Twitter sued for allowing ISIS propaganda

Members of an ISIS media agency distribute propaganda to civilians in Mosul, Iraq

The widow of an American killed in Jordan in November of last year has filed a federal lawsuit against Twitter, alleging that the social media platform gave a voice to ISIS militants, allowing the terror network to spread its propaganda and effectively recruit foreign fighters.

The suit filed by widow Tamara Fields alleges that Twitter had failed to take appropriate steps in limiting the use by ISIS members of its platform.

"Without Twitter, the explosive growth of ISIS over the last few years into the most-feared terrorist group in the world would not have been possible," the lawsuit said.

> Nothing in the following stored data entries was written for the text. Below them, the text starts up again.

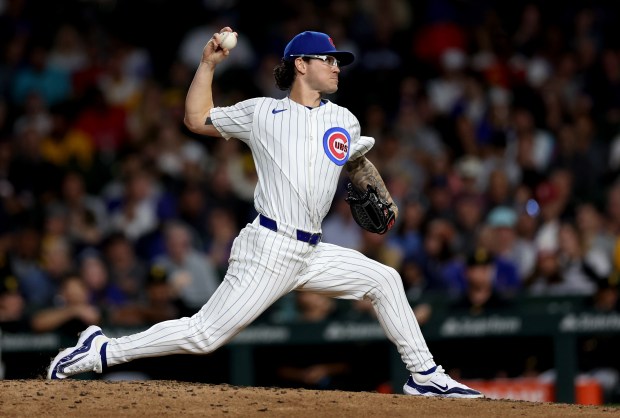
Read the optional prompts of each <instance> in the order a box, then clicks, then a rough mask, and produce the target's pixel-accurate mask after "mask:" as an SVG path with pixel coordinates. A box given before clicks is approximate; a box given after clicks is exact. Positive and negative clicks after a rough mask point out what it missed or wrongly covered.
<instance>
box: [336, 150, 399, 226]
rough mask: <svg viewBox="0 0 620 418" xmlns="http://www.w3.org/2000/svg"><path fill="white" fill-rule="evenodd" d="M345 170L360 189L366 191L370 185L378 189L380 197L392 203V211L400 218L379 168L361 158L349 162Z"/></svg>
mask: <svg viewBox="0 0 620 418" xmlns="http://www.w3.org/2000/svg"><path fill="white" fill-rule="evenodd" d="M345 169H346V170H347V171H348V172H349V178H350V179H351V183H353V184H354V185H355V187H357V188H358V189H360V190H366V188H367V186H368V185H371V186H373V187H376V188H377V193H378V194H379V197H381V198H382V199H384V200H385V201H387V202H391V203H392V210H393V211H394V213H395V215H396V217H398V207H397V206H396V204H395V203H394V200H393V199H392V196H391V195H390V192H388V190H387V187H386V186H385V182H384V181H383V179H382V178H381V175H380V174H379V171H378V170H377V168H376V167H375V166H374V165H373V164H372V163H371V162H370V161H368V159H367V158H366V157H360V158H358V159H356V160H354V161H349V162H347V163H346V165H345Z"/></svg>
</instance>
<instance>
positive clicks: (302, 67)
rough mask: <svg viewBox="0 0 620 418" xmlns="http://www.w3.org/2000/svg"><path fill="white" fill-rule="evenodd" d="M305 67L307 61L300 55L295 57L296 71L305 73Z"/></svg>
mask: <svg viewBox="0 0 620 418" xmlns="http://www.w3.org/2000/svg"><path fill="white" fill-rule="evenodd" d="M307 67H308V62H307V61H305V60H304V59H303V58H301V57H297V58H295V68H296V69H297V71H299V72H300V73H301V74H305V73H306V71H307Z"/></svg>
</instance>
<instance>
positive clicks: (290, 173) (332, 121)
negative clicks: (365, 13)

The lawsuit comes days after the White House announced its intentions to get tech giants including Twitter, Microsoft, and Apple on board in their fight against terror online.

Fields' husband was killed along with five others on a November 9th attack at a police training facility in Amman, Jordan. But the perpetrator of the attack - a captain in the Jordanian police - has no links to ISIS, and there is no evidence to suggest his attack was motivated by the terror group.

Fields' lawsuit against Twitter alleges that the social media company violated federal anti-terrorism law by providing material support to ISIS, giving the terror group an "unfettered" ability to maintain Twitter accounts, which Fields believes allowed the group to spread propaganda with ease.

In a statement responding to the lawsuit, Twitter expressed their sympathies with Fields, but noted their belief that the lawsuit is frivolous.

"While we believe the lawsuit is without merit, we are deeply saddened to hear of this family's terrible loss. Violent threats and the promotion of terrorism deserve no place on Twitter and, like other social networks, our rules make that clear."

The lawsuit by Fields is the first time a social media company has been sued for allegedly enabling terrorism on its platform. If the suit is successful, it could set a significant precedent for how social media platforms and online forums approach radical speech in the future.

Still, Twitter is far from the only platform ISIS members have embraced to spread their message.

In November, messaging app Telegram announced that it had shut down 78 public channels used for coordination by ISIS members. And last month, members of the ISIS Health Department created a Tumblr page to share medical information and advice with supporters of the caliphate.

Editor's Note: A previous version of this article used a different logo image.